The secrets of NASA's Webb Telescope's 'deployable tower assembly'

Business Announcement

NASA/Goddard Space Flight Center

NASA's Webb Telescope's 'Deployable Tower Assembly'

image: Recently, engineers at Northrop Grumman Corporation in Redondo Beach, Calif., were testing the DTA to ensure it worked properly. view more 

Credit: Northrop Grumman Corp.

Building a space telescope to see the light from the earliest stars of our universe is a pretty complex task. Although much of the attention goes to instruments and the giant mirrors on NASA's James Webb Space Telescope, there are other components that have big jobs to do and that required imagination, engineering, and innovation to become a reality.

For example, engineers working on the Webb telescope have to think of everything from keeping instruments from overheating or freezing, to packing up the Webb, which is as big as a tennis court, to fit inside the rocket that will take it to space. Those are two areas where the "DTA" or Deployable Tower Assembly (DTA) plays a major role.

The DTA looks like a big black pipe and is made out of graphite-epoxy composite material to ensure stability and strength with extreme changes in temperature like those encountered in space. When fully deployed, the DTA reaches ten feet in length.
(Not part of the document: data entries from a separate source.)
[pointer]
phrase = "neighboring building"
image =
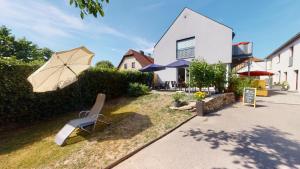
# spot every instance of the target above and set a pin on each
(242, 52)
(192, 36)
(134, 60)
(284, 62)
(249, 62)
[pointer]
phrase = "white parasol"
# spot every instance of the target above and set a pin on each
(61, 69)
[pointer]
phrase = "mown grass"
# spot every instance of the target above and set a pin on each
(134, 122)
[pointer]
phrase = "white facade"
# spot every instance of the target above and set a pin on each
(279, 63)
(212, 42)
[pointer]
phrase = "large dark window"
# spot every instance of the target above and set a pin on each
(185, 48)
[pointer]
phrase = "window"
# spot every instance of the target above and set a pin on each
(291, 57)
(185, 48)
(285, 75)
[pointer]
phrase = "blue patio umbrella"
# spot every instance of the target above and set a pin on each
(152, 68)
(181, 63)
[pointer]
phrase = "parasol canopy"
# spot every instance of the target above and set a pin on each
(181, 63)
(256, 73)
(61, 69)
(152, 68)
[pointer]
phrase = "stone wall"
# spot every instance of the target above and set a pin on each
(218, 101)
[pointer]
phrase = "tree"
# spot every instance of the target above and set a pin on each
(22, 49)
(219, 79)
(201, 73)
(7, 42)
(87, 7)
(105, 64)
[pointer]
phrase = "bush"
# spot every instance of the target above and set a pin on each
(137, 89)
(206, 75)
(219, 80)
(201, 73)
(19, 105)
(178, 96)
(199, 96)
(237, 84)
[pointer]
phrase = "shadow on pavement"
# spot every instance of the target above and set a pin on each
(261, 147)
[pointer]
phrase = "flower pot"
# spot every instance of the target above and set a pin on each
(200, 108)
(176, 103)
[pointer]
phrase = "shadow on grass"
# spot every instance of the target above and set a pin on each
(12, 140)
(123, 126)
(261, 147)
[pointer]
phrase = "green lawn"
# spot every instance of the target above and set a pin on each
(135, 121)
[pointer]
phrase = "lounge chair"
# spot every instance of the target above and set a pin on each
(86, 119)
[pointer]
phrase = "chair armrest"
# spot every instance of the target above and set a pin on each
(83, 113)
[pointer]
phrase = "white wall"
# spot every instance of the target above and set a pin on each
(128, 60)
(283, 65)
(213, 41)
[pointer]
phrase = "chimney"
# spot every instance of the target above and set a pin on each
(142, 52)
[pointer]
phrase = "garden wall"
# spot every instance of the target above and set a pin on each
(218, 101)
(19, 105)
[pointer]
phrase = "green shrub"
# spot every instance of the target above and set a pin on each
(137, 89)
(237, 84)
(178, 96)
(208, 75)
(18, 104)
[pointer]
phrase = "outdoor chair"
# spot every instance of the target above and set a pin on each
(86, 119)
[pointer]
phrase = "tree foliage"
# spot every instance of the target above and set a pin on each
(87, 7)
(22, 49)
(201, 73)
(105, 64)
(219, 80)
(206, 75)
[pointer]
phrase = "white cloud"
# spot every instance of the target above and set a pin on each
(43, 20)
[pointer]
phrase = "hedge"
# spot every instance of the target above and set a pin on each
(19, 105)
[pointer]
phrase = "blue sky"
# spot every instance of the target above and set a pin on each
(139, 24)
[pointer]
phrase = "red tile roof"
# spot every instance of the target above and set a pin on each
(142, 59)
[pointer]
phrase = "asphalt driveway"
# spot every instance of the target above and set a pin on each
(236, 137)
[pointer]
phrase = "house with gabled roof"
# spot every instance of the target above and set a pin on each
(133, 60)
(284, 62)
(192, 36)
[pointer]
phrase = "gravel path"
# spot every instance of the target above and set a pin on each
(236, 137)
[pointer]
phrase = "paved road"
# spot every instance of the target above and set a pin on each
(236, 137)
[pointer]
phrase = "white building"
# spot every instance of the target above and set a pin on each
(284, 62)
(134, 61)
(192, 36)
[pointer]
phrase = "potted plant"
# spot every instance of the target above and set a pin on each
(177, 98)
(200, 103)
(285, 86)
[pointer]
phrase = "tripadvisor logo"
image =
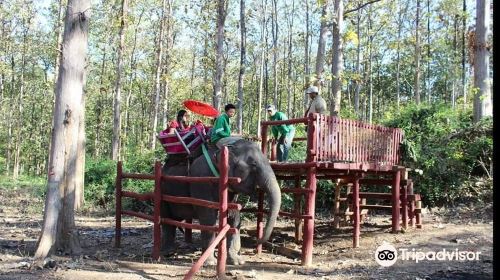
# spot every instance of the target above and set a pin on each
(387, 255)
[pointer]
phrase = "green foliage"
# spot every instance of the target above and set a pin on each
(449, 151)
(34, 185)
(100, 176)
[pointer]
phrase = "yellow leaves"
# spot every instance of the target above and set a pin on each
(351, 37)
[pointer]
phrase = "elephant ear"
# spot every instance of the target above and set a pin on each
(232, 157)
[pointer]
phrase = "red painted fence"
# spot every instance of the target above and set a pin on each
(343, 140)
(223, 206)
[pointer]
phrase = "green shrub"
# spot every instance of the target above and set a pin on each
(100, 177)
(448, 148)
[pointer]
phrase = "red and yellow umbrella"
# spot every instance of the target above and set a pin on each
(201, 108)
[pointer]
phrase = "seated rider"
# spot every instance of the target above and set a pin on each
(181, 124)
(221, 132)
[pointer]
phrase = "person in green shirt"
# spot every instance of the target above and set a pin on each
(284, 133)
(221, 132)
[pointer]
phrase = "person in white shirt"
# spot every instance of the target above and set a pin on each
(318, 104)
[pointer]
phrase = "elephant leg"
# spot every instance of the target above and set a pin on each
(233, 240)
(168, 233)
(207, 217)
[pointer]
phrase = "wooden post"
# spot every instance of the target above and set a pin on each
(412, 204)
(260, 210)
(418, 209)
(223, 211)
(264, 139)
(307, 245)
(395, 199)
(336, 206)
(404, 205)
(356, 212)
(157, 200)
(188, 233)
(273, 150)
(118, 209)
(298, 210)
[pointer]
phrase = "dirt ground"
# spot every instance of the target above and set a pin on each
(461, 228)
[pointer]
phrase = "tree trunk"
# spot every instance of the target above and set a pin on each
(132, 78)
(464, 23)
(159, 57)
(59, 225)
(337, 60)
(358, 70)
(274, 25)
(370, 58)
(166, 64)
(59, 31)
(117, 121)
(416, 87)
(219, 64)
(398, 56)
(290, 90)
(80, 160)
(482, 81)
(19, 122)
(307, 68)
(262, 58)
(428, 80)
(320, 56)
(242, 66)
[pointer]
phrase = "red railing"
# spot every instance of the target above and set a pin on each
(223, 206)
(342, 140)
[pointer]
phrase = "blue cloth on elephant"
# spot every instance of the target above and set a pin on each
(227, 141)
(286, 132)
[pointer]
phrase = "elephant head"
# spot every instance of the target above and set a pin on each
(247, 162)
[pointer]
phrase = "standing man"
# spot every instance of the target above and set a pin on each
(286, 132)
(221, 132)
(318, 104)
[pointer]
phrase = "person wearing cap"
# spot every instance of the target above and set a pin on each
(221, 132)
(284, 133)
(318, 104)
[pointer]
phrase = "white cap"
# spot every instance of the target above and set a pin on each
(270, 108)
(312, 89)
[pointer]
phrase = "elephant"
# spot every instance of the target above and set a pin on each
(247, 162)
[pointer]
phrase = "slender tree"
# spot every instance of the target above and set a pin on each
(117, 120)
(262, 59)
(338, 59)
(416, 87)
(242, 65)
(158, 71)
(219, 63)
(482, 80)
(323, 34)
(58, 229)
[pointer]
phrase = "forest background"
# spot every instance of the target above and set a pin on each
(407, 64)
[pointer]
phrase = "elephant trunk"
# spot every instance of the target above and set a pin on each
(273, 192)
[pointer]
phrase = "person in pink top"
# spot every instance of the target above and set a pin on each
(181, 123)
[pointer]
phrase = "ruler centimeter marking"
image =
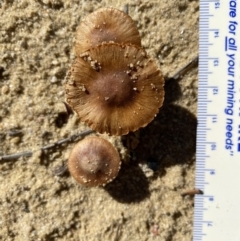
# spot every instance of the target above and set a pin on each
(217, 212)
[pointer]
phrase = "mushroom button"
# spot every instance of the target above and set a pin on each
(115, 88)
(104, 25)
(94, 161)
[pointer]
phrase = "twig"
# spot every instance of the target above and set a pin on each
(47, 147)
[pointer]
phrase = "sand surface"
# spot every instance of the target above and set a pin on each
(36, 50)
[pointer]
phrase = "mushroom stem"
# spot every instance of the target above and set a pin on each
(71, 138)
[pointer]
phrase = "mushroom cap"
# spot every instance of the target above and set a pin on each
(115, 88)
(105, 25)
(94, 161)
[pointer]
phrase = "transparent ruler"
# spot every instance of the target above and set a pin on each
(217, 212)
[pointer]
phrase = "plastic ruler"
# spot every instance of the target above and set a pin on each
(217, 212)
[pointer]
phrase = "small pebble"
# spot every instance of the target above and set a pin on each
(5, 89)
(54, 79)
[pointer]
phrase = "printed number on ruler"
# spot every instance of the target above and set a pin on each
(217, 212)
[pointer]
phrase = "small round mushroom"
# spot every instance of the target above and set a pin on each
(115, 88)
(94, 161)
(105, 25)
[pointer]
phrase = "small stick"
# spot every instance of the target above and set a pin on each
(47, 147)
(184, 69)
(126, 9)
(192, 192)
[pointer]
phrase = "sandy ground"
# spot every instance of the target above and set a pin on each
(36, 50)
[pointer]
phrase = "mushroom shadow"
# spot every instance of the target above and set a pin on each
(170, 138)
(131, 185)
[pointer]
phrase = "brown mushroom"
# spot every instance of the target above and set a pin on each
(105, 25)
(115, 88)
(94, 161)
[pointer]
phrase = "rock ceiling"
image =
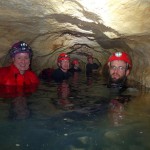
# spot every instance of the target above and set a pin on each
(78, 27)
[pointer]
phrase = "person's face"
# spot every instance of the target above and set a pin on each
(22, 62)
(64, 65)
(118, 70)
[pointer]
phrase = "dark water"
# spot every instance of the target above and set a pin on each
(79, 115)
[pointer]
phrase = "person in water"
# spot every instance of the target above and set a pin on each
(119, 67)
(91, 67)
(18, 73)
(62, 72)
(75, 66)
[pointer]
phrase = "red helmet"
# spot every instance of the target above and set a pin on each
(63, 56)
(75, 61)
(89, 56)
(121, 56)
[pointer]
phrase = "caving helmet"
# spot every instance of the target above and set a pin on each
(62, 56)
(89, 57)
(20, 47)
(75, 61)
(121, 56)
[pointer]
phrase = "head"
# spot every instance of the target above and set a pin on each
(75, 63)
(90, 59)
(63, 62)
(120, 65)
(21, 55)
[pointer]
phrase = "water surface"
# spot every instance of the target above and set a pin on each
(79, 115)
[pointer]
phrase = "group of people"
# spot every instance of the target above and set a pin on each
(19, 73)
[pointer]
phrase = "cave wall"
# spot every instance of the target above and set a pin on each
(78, 27)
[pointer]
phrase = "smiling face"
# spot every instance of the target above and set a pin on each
(118, 70)
(64, 65)
(22, 62)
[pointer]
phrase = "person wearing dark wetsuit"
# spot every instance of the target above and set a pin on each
(62, 72)
(75, 66)
(91, 67)
(119, 66)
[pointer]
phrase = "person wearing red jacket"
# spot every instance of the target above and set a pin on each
(19, 74)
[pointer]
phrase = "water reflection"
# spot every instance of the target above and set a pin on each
(117, 109)
(19, 108)
(73, 115)
(63, 91)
The DTA interfaces and supports the spacecraft and the telescope structures. It features two large nested telescoping tubes, connected by a mechanized lead screw. It is a deployable structure that is both very light and extremely strong and stable.

The Webb telescope's secondary mirror support structure and DTA contribute to how the telescope and instruments fit into the rocket fairing in preparation for launch. The DTA allows the Webb to be short enough when stowed to fit in the rocket fairing with an acceptably low center of gravity for launch.

Several days after the Webb telescope is launched, the DTA will deploy, or separate, the telescope mirrors and instruments from the spacecraft bus and sunshield. This separation allows the sunshield to unfurl and shade the telescope and instruments from radiant heat and stray light from the sun and Earth.

The DTA was designed, built and tested by Astro Aerospace - a Northrop Grumman Company, in Carpinteria, California.

The James Webb Space Telescope is the scientific successor to NASA's Hubble Space Telescope. It will be the most powerful space telescope ever built. The Webb telescope is an international project led by NASA with its partners, the European Space Agency and the Canadian Space Agency.